# Late season stakes



## fowlnfins (Dec 4, 2004)

When we get into the frozen tundra like this what kind of stakes are you guys using? I have deadly stakes and some eight and quarter rod and it works but wondering what else is out there and where you got it. Thanks. Fowlnfins.


----------



## dakotashooter2 (Oct 31, 2003)

Depends..... is frozen tundra (frozen, frozen ground) harder than regular tundra (frozen ground)? oke:


----------



## fowlnfins (Dec 4, 2004)

Perhaps. If two negatives make a positive perhaps frozen frozen is actually thawed. Getting back to the task at hand what are those of you that are running the continent shooting these birds doing in situations like this? Looking to invest in the spread and would like to hear someone elses mistakes so I don't make the same. Thanks. Fowlnfins.


----------



## NC Ducker (Feb 17, 2010)

if its just freezing or just thawing silosock stakes work the best. if it is frozen solid like rock it sucks with anything.

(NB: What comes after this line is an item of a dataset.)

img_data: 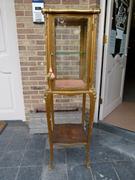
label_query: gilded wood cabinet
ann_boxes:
[42,8,100,169]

I have heard of guys taking a generator and hammerdrill in the field. 1/4 inch stakes, i use a cordless drill or home made punches when im adjusting a few. when we are setting a whole spraed rubber or plastic hammers . you will mess up 2- 10 per cent of your caps the first time and 1-5 percent each time after that. if they have caps. the very best advice i can give you is, in the spring, if you are hunting frozen ground, you are in the wrong geese!


----------



## Uncle Fuzzy (Dec 27, 2005)

We made a "Stake Punch" out of a 4 ft piece of 1-1/2 round stock - drill a 3/8 hole in the end and insert a piece of sharpened drill rod. Punches through the light stuff, but if there's 6" of frost, forget it. Not much fun if you're setting 1000 decoys.
If you've got sillosocks, you can run the wire down the middle of a piece of corn stubble real easy.


----------



## Wulffhunter (Dec 12, 2011)

If its tilled ground find the furrow and try to push the stake down in between there. Sometimes there's moisture or space in between dirt clods and stakes going easy. Or if its rock hard just push them wherever you can. Corn stalks work but you get lines of decoys if you're not careful.


----------



## fowlnfins (Dec 4, 2004)

Using primarily SS but have had situations where would have liked to have something more sturdy to not get those lines. Thinking stainless steel for 100 or so so that can get away from that. Thanks for all the replies. Fowlnfins.


----------



## fowlfreak (Apr 15, 2013)

how are the stakes for avian x fullbodies?


----------



## WLDuckBuster (Dec 16, 2008)

Hammerdrill and a 3/8 bit(milwaukee fuel can get about 500 holes on a battery). is what we use for our FB and white rocks

one guy drill one guy stick stake/decoy switch after 40-50 holes oke:

im going to try to make a slide hammer deal where i can stand up


----------



## fieldgeneral (Feb 12, 2013)

NC Ducker said:


> if its just freezing or just thawing silosock stakes work the best. if it is frozen solid like rock it sucks with anything. I have heard of guys taking a generator and hammerdrill in the field. 1/4 inch stakes, i use a cordless drill or home made punches when im adjusting a few. when we are setting a whole spraed rubber or plastic hammers . you will mess up 2- 10 per cent of your caps the first time and 1-5 percent each time after that. if they have caps. the very best advice i can give you is, in the spring, if you are hunting frozen ground, you are in the wrong geese!


X2 on the last sentence.


----------